Les avis du public sont, il faut bien le dire, assez partagés sur cette question. Ce spectacle vous déplaît, disent les uns, vous le jugez immoral : abstenez-vous d'y aller ou si vous ne saviez pas qu'il dût être aussi scandaleux, retirez-vous à temps.
À quoi d'autres personnes objectent que les autorités ne sauraient se désintéresser totalement de la moralité publique. C'est une affaire de salubrité. Il est des spectacles que les esprits les plus larges ne sauraient tolérer et il est une limite que la liberté des mœurs ne saurait dépasser. D‘ailleurs, l’art n'est en rien intéressé en ces affaires. Il ne s'agit que de lubricité. On fait bien d’intervenir et d'interdire ces pitoyables exhibitions.
Ce n’est point l'opinion de Mme Colette Willy qui ne comprend point la « pudeur locale » ; elle s'étonne qu'on éprouve plus de gêne « à montrer un peu de ses cuisses qu'un peu de sa poitrine ». Elle n'approuve donc pas l'initiative du sénateur Bérenger, à moins qu'elle n'ait pour résultat d'éloigner les femmes laides, fatiguées, de la scène ; car Mme Willy aime la beauté ! En vérité, nul n'attendait de Mme Colette Willy une défense des principes de la rigoureuse vertu kantienne.
Un de nos confrères a eu l'idée de demander son avis sur la question à Anatole France. Sur le point précis qui est cause, l'auteur de la Rôtisserie de la Reine Pédauque se récuse ; car il n'est point un habitué des cafés-concerts, music-halls et autres lieux où l'on assiste à des poses trop plastiques. Mais il ne pense pas que le nu soit indécent au théâtre.
- Alors l'intervention du sénateur Bérenger vous paraît inopportune, demande notre confrère ?
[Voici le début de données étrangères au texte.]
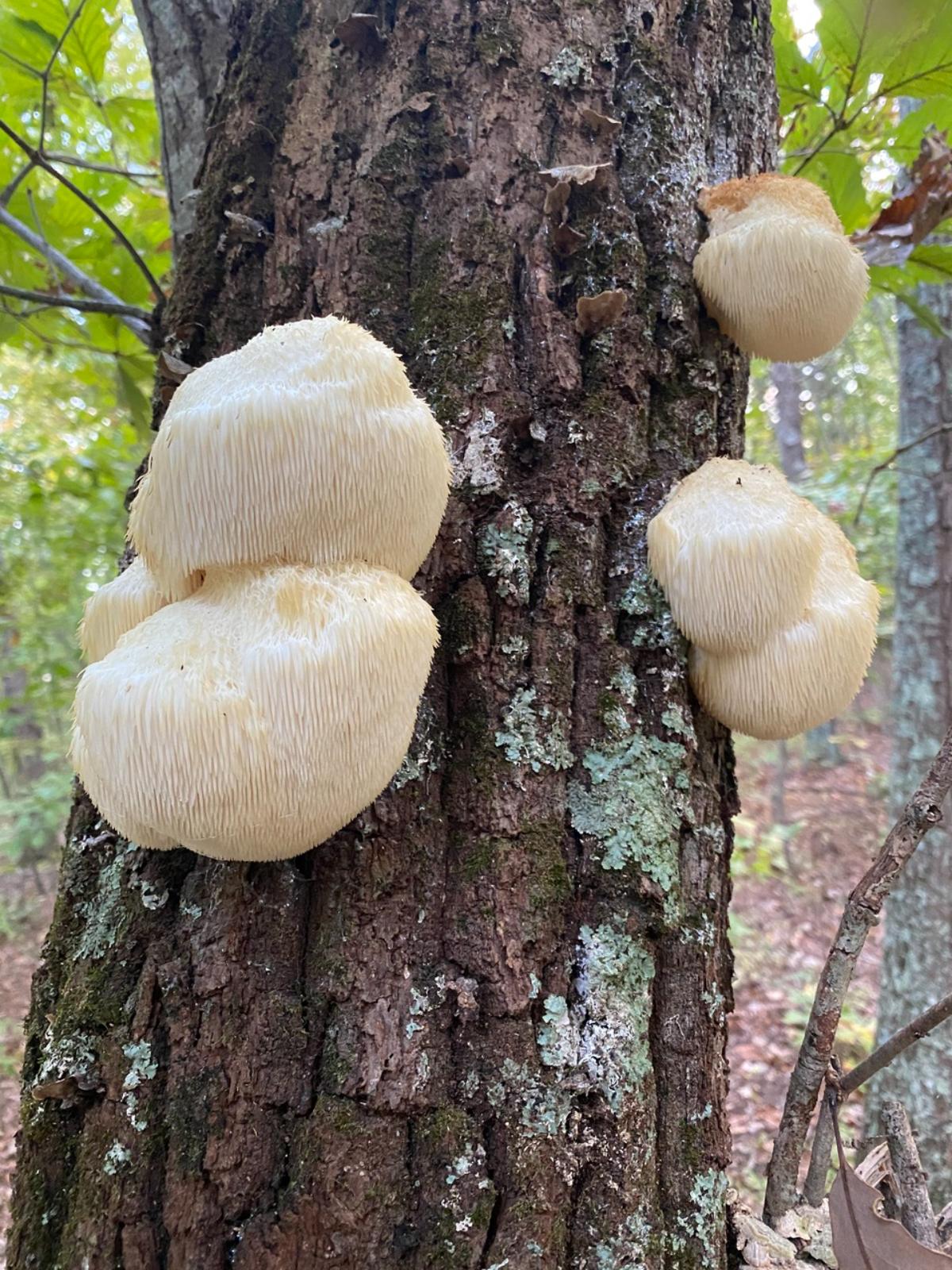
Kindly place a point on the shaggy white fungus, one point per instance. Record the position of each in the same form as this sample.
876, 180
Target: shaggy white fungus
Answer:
735, 552
308, 446
121, 605
777, 272
808, 672
258, 717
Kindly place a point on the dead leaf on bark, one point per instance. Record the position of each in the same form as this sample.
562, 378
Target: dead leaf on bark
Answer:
566, 241
594, 314
919, 205
603, 124
359, 33
578, 175
865, 1240
556, 198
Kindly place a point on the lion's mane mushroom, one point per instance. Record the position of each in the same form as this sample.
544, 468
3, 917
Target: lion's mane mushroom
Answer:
258, 717
806, 673
735, 552
124, 603
306, 446
777, 272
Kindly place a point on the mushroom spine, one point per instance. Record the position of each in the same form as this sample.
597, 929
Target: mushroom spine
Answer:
767, 590
777, 273
253, 710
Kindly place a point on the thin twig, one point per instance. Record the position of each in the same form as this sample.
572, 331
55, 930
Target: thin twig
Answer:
88, 165
888, 463
908, 1170
60, 42
860, 914
14, 183
90, 203
117, 309
816, 1184
137, 321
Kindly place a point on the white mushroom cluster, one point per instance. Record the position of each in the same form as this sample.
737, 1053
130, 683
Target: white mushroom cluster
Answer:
767, 590
777, 273
255, 672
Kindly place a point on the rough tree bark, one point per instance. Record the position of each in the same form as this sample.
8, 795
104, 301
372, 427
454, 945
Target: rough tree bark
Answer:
917, 956
486, 1026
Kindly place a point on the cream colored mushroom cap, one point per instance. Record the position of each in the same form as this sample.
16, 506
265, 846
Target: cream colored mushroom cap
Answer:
121, 605
735, 552
305, 446
777, 272
806, 673
257, 718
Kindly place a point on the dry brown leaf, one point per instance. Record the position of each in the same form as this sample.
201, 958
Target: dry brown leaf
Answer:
359, 33
578, 175
566, 241
556, 198
923, 201
865, 1240
603, 124
593, 314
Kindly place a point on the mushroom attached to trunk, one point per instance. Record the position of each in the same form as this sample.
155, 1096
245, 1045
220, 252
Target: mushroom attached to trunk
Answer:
777, 272
805, 673
308, 446
735, 552
258, 717
124, 603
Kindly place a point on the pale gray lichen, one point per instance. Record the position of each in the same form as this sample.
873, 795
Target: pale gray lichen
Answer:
601, 1041
116, 1159
535, 738
568, 69
634, 806
503, 552
628, 1249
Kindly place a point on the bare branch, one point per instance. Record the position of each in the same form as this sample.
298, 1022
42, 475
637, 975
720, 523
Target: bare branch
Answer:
137, 321
888, 463
88, 165
90, 203
860, 914
816, 1185
63, 302
917, 1213
60, 42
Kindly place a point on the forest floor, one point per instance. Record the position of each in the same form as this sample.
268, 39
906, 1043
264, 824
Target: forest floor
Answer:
790, 884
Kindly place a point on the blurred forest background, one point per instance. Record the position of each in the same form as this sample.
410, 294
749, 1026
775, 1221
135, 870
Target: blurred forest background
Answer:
84, 219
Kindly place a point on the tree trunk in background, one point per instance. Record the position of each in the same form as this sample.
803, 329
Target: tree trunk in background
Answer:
917, 959
486, 1026
787, 418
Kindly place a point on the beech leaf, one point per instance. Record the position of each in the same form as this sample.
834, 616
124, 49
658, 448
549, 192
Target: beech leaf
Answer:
865, 1240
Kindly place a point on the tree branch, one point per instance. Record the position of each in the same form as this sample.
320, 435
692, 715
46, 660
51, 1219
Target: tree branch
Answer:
90, 203
816, 1184
137, 321
908, 1170
860, 914
888, 463
63, 302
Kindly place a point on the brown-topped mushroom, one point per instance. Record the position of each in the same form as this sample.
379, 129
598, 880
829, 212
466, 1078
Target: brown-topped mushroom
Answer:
777, 272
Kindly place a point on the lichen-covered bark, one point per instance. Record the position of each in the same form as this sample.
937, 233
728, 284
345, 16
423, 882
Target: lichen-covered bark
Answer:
917, 958
486, 1026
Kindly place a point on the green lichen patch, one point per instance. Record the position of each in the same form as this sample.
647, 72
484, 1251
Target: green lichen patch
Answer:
503, 552
535, 737
634, 806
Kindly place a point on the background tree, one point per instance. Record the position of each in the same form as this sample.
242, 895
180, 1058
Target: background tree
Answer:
486, 1022
917, 960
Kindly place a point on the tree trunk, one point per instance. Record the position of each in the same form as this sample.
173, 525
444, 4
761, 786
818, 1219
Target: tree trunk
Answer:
787, 419
486, 1026
917, 956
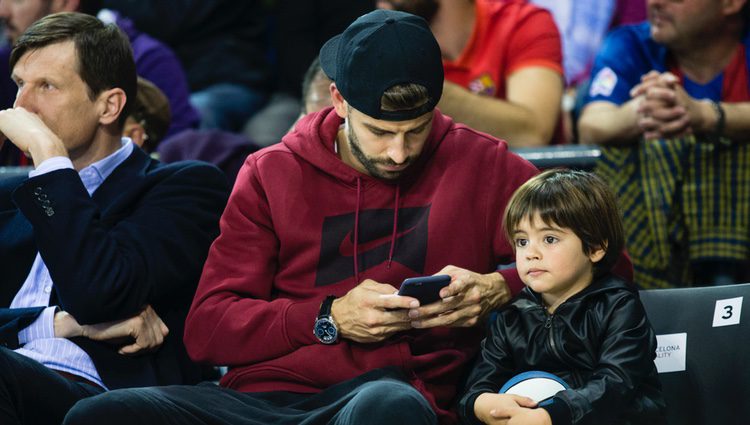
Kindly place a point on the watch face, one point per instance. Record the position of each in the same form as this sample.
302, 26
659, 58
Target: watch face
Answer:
326, 330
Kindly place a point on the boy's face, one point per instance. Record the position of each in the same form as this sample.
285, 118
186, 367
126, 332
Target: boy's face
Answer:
551, 261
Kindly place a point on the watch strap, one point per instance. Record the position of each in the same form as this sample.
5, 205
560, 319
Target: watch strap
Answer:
325, 306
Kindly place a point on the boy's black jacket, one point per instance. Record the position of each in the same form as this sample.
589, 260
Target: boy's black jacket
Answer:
599, 341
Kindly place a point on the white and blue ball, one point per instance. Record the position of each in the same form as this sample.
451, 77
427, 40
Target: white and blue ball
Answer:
536, 385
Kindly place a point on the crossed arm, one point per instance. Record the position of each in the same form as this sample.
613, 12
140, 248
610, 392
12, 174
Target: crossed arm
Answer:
660, 107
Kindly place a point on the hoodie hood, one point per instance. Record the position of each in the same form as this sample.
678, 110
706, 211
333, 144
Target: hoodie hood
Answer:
314, 135
313, 139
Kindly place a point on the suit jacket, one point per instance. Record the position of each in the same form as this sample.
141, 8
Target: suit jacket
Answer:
140, 239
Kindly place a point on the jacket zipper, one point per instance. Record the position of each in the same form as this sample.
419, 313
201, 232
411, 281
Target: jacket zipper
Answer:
548, 326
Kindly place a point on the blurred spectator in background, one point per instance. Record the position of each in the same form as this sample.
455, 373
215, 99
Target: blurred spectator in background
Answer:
224, 149
316, 93
149, 118
222, 46
583, 25
301, 28
669, 102
153, 60
503, 65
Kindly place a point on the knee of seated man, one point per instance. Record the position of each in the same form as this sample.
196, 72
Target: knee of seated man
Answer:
111, 405
388, 401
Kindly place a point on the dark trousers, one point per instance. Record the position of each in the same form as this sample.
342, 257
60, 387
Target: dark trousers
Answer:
377, 397
32, 394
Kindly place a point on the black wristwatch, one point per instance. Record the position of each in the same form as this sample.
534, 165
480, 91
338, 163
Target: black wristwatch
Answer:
325, 328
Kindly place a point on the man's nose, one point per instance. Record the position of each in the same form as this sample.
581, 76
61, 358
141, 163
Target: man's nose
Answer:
397, 149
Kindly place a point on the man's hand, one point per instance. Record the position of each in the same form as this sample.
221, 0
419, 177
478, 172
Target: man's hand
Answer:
468, 299
502, 409
371, 312
145, 332
66, 326
29, 133
666, 110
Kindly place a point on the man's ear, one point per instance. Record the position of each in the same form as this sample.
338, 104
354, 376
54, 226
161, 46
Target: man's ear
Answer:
597, 253
339, 104
134, 131
110, 105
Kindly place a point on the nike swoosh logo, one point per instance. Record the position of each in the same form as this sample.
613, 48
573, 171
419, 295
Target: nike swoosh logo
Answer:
346, 248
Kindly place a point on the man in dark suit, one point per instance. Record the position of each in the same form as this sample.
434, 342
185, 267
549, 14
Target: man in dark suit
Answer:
101, 247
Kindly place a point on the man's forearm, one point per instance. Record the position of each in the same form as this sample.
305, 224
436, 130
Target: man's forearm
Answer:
607, 123
516, 124
736, 121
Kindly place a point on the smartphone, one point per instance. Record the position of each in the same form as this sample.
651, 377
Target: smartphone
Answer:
424, 288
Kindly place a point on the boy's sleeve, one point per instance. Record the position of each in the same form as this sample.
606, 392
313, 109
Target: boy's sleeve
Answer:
493, 367
626, 359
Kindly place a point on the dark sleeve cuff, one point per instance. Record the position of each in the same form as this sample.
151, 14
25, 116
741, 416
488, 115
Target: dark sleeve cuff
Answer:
559, 412
512, 280
466, 413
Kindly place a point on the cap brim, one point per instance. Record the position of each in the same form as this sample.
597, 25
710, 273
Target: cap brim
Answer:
328, 55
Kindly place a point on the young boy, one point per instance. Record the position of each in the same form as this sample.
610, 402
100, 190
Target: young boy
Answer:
574, 319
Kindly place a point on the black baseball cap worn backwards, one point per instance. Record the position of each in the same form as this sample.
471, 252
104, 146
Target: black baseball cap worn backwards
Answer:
379, 50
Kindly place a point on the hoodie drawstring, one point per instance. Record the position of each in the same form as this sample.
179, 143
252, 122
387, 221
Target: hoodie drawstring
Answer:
356, 227
356, 230
395, 226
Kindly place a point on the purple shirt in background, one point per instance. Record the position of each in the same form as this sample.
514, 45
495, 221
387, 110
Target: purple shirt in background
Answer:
154, 61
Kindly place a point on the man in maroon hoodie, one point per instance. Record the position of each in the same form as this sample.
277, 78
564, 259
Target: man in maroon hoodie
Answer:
298, 297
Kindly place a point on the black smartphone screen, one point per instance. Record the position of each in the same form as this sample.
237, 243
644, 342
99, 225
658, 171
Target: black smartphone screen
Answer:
425, 288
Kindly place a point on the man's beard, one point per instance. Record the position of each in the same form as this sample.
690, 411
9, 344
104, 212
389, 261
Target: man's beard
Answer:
370, 163
424, 8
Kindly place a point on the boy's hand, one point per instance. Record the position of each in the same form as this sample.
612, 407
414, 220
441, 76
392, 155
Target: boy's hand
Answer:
525, 416
501, 409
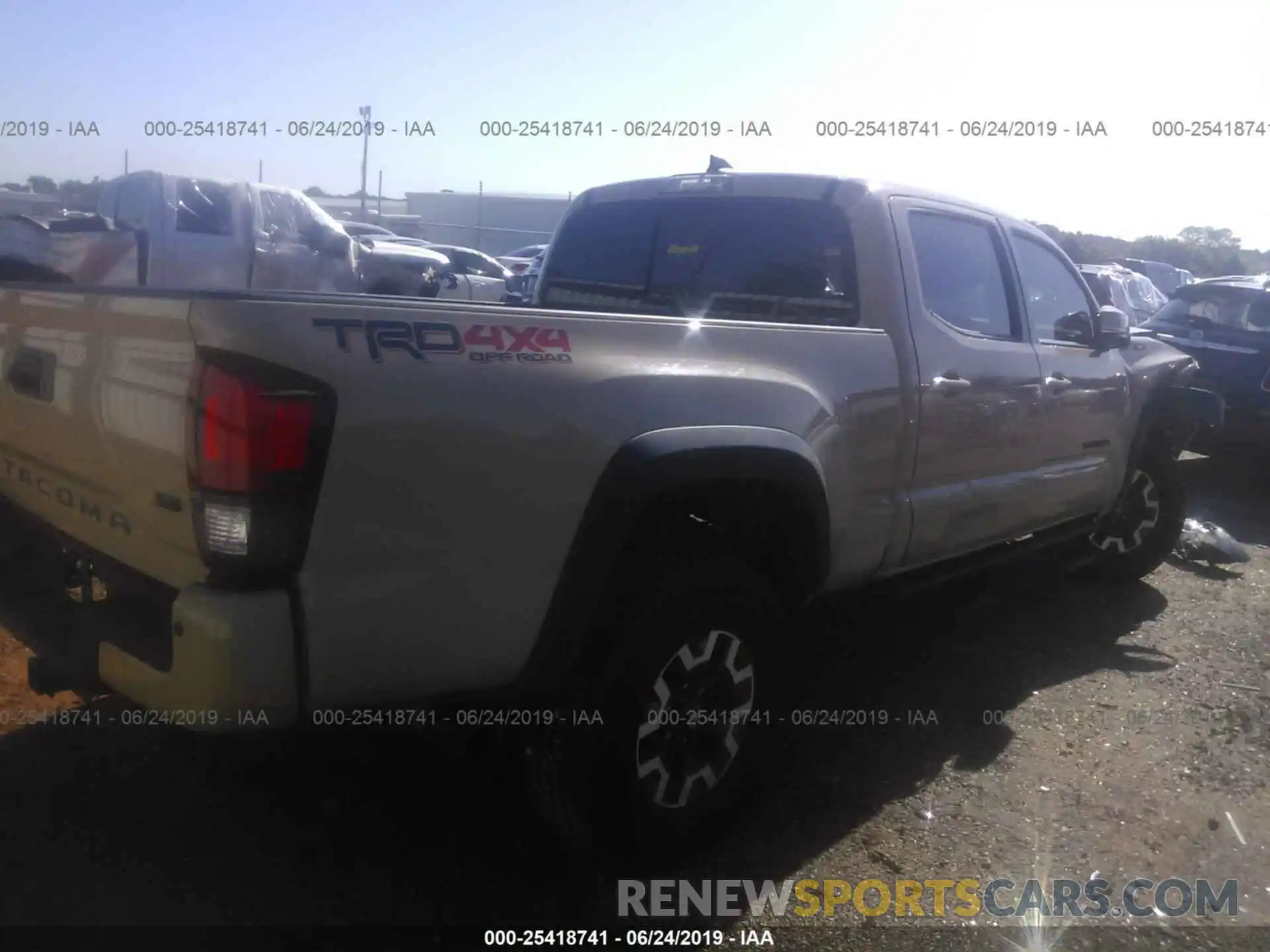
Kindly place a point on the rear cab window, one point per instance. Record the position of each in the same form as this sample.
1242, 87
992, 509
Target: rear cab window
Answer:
734, 257
962, 274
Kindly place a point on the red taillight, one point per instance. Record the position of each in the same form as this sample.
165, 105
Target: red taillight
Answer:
257, 438
244, 436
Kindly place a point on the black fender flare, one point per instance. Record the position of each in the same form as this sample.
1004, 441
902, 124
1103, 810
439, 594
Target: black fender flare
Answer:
644, 467
1179, 412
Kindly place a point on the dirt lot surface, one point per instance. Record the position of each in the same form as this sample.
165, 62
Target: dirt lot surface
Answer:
1066, 730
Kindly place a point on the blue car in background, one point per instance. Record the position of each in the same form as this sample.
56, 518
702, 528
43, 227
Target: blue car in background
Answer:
1224, 324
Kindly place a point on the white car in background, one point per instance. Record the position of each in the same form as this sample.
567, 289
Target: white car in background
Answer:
1123, 288
520, 260
361, 230
487, 277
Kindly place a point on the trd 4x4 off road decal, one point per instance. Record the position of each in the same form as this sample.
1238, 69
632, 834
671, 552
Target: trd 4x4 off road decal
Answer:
483, 343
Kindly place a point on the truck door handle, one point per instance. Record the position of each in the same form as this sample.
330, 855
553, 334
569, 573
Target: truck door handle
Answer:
32, 374
951, 383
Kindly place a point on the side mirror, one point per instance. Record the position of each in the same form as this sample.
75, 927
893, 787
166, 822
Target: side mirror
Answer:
1111, 329
1075, 328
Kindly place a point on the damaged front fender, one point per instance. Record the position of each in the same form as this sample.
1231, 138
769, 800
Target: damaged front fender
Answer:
1183, 404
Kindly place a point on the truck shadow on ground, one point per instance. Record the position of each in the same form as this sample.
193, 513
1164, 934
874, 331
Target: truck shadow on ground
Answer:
111, 824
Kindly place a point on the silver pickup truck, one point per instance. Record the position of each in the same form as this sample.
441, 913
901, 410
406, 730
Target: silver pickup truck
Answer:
730, 395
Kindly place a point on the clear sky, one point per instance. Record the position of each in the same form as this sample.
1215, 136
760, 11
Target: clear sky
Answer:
789, 63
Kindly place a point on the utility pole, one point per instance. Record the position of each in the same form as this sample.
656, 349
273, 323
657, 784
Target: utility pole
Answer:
365, 112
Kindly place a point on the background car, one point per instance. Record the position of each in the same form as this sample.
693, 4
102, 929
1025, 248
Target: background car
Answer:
1164, 276
359, 230
1123, 288
1224, 324
487, 276
520, 260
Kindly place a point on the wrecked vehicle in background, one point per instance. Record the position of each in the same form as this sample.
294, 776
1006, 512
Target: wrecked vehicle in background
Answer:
168, 231
1224, 325
1124, 290
1164, 276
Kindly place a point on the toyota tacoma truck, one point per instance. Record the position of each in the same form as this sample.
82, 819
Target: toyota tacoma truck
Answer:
730, 394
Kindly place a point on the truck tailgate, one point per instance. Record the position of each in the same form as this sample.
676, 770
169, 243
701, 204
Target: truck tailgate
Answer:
93, 419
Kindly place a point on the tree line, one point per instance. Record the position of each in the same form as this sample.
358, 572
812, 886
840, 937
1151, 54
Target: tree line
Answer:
1203, 252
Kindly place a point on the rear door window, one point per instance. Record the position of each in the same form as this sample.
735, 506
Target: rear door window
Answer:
1234, 309
962, 276
738, 258
1052, 292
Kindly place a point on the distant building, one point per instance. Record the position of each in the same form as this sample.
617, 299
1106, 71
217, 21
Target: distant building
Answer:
491, 222
31, 204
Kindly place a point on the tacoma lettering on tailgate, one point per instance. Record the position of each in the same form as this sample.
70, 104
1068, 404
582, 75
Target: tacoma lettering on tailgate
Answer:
66, 496
483, 343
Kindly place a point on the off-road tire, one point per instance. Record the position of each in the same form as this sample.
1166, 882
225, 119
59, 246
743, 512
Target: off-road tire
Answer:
587, 777
1137, 539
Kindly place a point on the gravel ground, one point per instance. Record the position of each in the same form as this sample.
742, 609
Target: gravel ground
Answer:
1070, 729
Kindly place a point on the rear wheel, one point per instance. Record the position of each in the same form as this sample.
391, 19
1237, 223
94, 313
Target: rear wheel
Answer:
1142, 532
686, 697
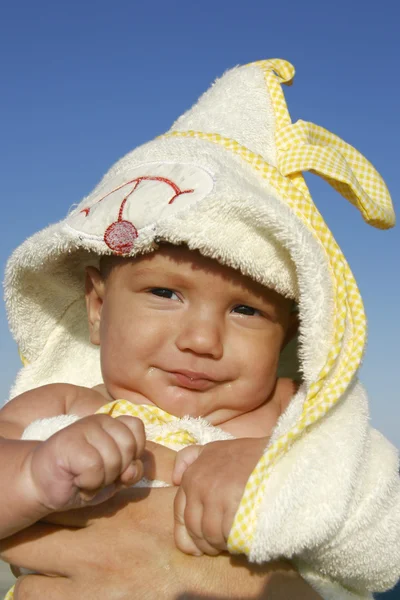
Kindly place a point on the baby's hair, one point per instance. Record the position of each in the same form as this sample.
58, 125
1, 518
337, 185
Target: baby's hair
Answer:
108, 262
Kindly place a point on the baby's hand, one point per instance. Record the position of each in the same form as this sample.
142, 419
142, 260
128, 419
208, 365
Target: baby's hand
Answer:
87, 462
212, 479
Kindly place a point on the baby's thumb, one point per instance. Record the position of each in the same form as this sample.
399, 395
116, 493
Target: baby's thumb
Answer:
183, 460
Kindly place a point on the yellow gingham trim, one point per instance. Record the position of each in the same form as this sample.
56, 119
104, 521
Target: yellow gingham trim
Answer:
307, 147
10, 594
291, 187
150, 415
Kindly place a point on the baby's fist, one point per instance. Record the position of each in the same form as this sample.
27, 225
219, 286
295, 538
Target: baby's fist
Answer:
88, 461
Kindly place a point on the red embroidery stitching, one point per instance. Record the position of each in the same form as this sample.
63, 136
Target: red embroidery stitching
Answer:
120, 236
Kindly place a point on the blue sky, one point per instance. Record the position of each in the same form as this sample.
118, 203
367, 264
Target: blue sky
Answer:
84, 82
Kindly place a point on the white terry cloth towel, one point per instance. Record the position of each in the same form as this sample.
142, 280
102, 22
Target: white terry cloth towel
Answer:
226, 180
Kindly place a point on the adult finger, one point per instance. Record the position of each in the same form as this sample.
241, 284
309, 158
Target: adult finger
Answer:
37, 587
184, 459
212, 529
158, 462
43, 548
183, 540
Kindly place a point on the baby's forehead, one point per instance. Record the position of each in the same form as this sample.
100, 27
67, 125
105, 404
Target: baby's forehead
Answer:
179, 259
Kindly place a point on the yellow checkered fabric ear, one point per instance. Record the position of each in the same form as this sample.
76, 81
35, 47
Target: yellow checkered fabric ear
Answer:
307, 147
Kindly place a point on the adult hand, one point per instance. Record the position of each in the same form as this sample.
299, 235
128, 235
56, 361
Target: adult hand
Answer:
126, 550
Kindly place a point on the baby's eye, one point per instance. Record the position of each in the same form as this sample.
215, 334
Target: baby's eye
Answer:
243, 309
164, 293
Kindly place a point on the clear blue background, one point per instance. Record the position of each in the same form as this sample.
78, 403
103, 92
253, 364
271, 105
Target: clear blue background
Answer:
84, 82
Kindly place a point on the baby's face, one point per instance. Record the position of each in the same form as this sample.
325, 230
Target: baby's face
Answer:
184, 333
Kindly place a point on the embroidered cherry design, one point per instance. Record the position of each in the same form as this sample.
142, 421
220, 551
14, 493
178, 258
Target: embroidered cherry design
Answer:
120, 236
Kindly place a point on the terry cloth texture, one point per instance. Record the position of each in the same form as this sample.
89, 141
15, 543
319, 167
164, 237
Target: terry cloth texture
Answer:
227, 180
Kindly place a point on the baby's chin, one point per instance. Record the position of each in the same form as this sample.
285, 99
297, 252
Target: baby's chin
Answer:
177, 402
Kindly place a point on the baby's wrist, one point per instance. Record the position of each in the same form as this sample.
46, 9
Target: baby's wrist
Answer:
31, 484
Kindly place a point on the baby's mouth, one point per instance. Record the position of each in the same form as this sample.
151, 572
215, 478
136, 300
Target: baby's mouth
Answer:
193, 380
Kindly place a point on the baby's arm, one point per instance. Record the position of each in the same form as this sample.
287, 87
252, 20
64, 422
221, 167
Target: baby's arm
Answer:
95, 453
47, 401
85, 463
332, 504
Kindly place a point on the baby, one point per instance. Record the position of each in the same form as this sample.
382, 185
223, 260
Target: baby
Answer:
178, 331
212, 238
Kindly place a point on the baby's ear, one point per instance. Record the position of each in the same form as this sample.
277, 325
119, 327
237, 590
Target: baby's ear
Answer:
292, 329
94, 293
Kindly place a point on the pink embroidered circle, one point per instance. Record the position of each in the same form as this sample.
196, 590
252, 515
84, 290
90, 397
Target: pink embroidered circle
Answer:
120, 236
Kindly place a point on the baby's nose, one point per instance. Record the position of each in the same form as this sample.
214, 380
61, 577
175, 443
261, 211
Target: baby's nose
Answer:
201, 335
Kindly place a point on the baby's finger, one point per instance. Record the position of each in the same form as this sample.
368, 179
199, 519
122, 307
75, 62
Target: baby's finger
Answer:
183, 460
183, 540
97, 462
132, 474
128, 435
136, 428
212, 530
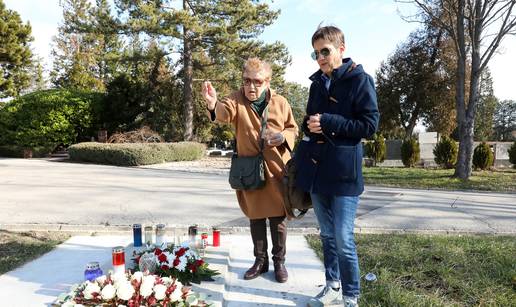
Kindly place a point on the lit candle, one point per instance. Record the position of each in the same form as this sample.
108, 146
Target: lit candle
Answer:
160, 234
137, 235
118, 260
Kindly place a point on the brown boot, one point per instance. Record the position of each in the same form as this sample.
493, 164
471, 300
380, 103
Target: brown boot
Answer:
280, 272
259, 267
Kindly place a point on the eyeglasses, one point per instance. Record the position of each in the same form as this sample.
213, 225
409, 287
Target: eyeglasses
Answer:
324, 52
256, 82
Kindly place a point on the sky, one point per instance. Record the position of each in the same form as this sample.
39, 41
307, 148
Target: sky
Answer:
372, 29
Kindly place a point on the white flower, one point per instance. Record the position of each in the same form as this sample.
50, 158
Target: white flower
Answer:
101, 279
108, 292
90, 289
125, 291
137, 276
167, 280
146, 289
182, 263
159, 291
176, 295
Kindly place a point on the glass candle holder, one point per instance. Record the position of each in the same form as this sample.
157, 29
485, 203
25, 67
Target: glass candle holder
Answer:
160, 234
118, 260
137, 235
92, 271
148, 235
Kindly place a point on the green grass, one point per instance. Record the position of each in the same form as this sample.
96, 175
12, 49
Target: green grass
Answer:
499, 180
19, 248
437, 270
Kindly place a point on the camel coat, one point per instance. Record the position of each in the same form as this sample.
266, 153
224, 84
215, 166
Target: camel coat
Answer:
236, 109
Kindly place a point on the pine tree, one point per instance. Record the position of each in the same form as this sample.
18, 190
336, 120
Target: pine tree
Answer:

- J’estime, répond l'auteur de Crainquebille, qu'il y a un ensemble d'idées sur lesquelles le législateur n'a pas à intervenir. Dans un ordre de choses aussi délicat, il faut laisser au sentiment moyen des foules le soin de se prononcer. Il n'y a pas de morale absolue, et c'est le goût du public qui doit être souverain.
« De quel droit le législateur trouverait-il obscène une exhibition qui n'offusque personne et contre laquelle les gens ne protestent pas.
« Admettre une semblable intervention, ce serait du calvinisme... et nous ne sommes pas à Genève.
Sans doute ; mais il est permis néanmoins de considérer que même à Paris, certaines « exhibitions » heurtent les sentiments du public et qu'il convient d'intervenir pour les faire cesser.